5) Is there a potent funk or 616 project that stands out to you, that you were involved in or present for its making, that you look back on particularly fondly or that you still listen to regularly?
Dabbla : I’d have to say ’ Death Moves’ because it taught me how to fully handle an entire record from start to finish.
Sumgii : I’d say there are 2 records that stand out for me . One being the Supergang lp ( lee Scott , Milkavelli & sniff ) and Dream mcleans forthcoming album , both of which I fully produced and it’s probably because I approached them differently with new sonics with live instruments including live bass and electric guitar and the use of real drums on a few of them.

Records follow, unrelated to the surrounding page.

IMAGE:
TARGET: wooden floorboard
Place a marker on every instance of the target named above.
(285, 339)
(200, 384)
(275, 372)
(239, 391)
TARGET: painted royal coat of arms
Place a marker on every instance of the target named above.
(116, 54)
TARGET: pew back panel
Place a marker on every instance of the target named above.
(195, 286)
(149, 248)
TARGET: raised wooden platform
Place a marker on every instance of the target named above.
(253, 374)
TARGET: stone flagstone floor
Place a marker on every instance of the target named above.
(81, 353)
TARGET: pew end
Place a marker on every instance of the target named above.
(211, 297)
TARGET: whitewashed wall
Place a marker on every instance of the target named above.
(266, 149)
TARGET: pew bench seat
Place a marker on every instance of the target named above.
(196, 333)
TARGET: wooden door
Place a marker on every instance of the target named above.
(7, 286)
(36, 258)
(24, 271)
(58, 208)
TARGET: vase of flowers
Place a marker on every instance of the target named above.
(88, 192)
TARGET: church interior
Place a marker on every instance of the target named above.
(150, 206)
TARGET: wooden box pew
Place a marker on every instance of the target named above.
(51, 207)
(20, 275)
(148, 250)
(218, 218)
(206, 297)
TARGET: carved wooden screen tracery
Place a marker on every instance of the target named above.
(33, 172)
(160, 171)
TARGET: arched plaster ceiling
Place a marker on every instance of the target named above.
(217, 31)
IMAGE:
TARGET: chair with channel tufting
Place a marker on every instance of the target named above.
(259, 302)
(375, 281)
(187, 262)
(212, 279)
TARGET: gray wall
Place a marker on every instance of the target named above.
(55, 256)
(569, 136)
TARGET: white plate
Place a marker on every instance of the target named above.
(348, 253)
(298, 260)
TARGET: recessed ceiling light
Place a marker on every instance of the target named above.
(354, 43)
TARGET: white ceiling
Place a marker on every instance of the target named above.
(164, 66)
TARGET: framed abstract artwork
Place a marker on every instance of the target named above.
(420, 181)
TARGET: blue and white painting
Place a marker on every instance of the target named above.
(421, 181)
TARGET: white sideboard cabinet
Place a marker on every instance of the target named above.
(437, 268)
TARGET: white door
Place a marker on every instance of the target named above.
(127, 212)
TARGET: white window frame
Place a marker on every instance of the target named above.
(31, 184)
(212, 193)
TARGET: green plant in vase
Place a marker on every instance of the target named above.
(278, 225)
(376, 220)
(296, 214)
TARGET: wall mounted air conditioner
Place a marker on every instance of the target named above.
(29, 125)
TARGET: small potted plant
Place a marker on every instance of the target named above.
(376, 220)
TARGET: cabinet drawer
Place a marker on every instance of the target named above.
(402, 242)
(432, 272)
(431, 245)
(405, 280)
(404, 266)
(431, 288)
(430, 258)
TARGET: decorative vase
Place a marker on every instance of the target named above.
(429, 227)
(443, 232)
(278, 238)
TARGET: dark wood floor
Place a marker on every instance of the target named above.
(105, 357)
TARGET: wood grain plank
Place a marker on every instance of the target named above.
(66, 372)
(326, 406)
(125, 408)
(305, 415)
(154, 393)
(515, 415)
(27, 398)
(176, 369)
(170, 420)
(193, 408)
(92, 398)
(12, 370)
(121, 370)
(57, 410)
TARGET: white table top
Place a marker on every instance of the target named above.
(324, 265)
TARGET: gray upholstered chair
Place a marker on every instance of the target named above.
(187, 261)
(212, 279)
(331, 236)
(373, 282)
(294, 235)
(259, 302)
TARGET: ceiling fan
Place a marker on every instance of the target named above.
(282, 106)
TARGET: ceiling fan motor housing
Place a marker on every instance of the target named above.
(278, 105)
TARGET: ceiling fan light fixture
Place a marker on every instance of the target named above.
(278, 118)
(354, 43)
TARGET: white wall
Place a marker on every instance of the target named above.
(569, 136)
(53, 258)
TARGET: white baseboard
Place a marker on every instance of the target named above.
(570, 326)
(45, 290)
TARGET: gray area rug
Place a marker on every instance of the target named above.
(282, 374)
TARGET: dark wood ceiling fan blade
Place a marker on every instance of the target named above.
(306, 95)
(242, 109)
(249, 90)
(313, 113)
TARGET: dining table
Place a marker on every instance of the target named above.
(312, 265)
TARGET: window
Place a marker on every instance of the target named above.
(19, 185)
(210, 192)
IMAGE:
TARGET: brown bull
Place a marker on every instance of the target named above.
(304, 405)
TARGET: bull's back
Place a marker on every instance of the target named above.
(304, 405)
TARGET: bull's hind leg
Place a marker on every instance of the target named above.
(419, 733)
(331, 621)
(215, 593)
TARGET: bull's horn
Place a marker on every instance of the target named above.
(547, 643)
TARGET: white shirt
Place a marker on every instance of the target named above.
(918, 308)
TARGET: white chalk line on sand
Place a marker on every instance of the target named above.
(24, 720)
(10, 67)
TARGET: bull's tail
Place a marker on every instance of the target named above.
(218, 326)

6) Are there certain criteria or a certain sound that you look for when digging through all the demos sent to PotentFunk & 616 ? Is there a different style in artists you look for for 616 then Potentfunk?
Sumgii : The only criteria is that the music must really stand out from the rest . I like personality and unique styles . But we are both willing to listen to all demos sent . The label Is not genre based .
7) Have you guys got any particularly fond memories of Amsterdam? Can we please know if you have any plans to come do a show here in advance so we can cop tickets asap!
Dabbla : We did a label party there a few years ago which was sick but the AirB&B had serious bed bug issues so a few of us had to walk around looked like we had the plague .which for funny for some. I rate Amsterdam,would love to come back
Sumgii : I for one did not have any bedbugs so that week in dam was a great one for me and I Smoked the best weed ever which was called BATMAN.
8) Who did the album artwork for nobody? And what is the concept behind it?
Dabbla : Alex Young from north london. He did the Year Of The Monkey artwork, also most of my tattoos. He’s one insanely talented guy. The artwork for Nobody is a representation of a subconscious collection of components taken from the all the music videos, whirl-winding together in the style of a dreamy acid flash-back. Obviously.
9) Lastly, Who were your favorite artists growing up and what did your parents used to play at home?
Dabbla : Cypress hill and guns n roses, my parents played a lot of Queen and Sting
Sumgii : I listened to a lot of nirvana, pearl jam and other 90s bands and eventually a lot of jungle and garage music . My parents listened to a lot of reggae, cat Steven and lots of old soul .
A Question just for Sumgii:
Is there a particular country/ time period / genre that you love to deep dive into to find samples or musical inspiration?
Not really to be honest . I don’t really sample a lot and Iv never sampled anything pre 1996 . Iv actually sampled a few things from garage vinyls and some west london broken beat records because those had the sounds and vibes I was really feeling and mainly because I was only sampling from vinyls I already owned. I’m no loop digger lol . I prefer play my riffs and top lines.
Question just for Dabbla:
A member of our family here at 2&6 constantly states that YOTM is in his top 5 albums ever and really enjoyed the new album. In what ways did this project presented a new set of challenges & how do you think your style or musical preferences have changed in the time between the two projects?
I’d been sat on some of the songs off YOTM for a long while. Some were almost 10 years old by the time I was ready to release that album. I guess this record is completely different. It’s got the most current, freshest music from us, meaning it was created and released very recently and within a short space of time which has its own very distinctive charge.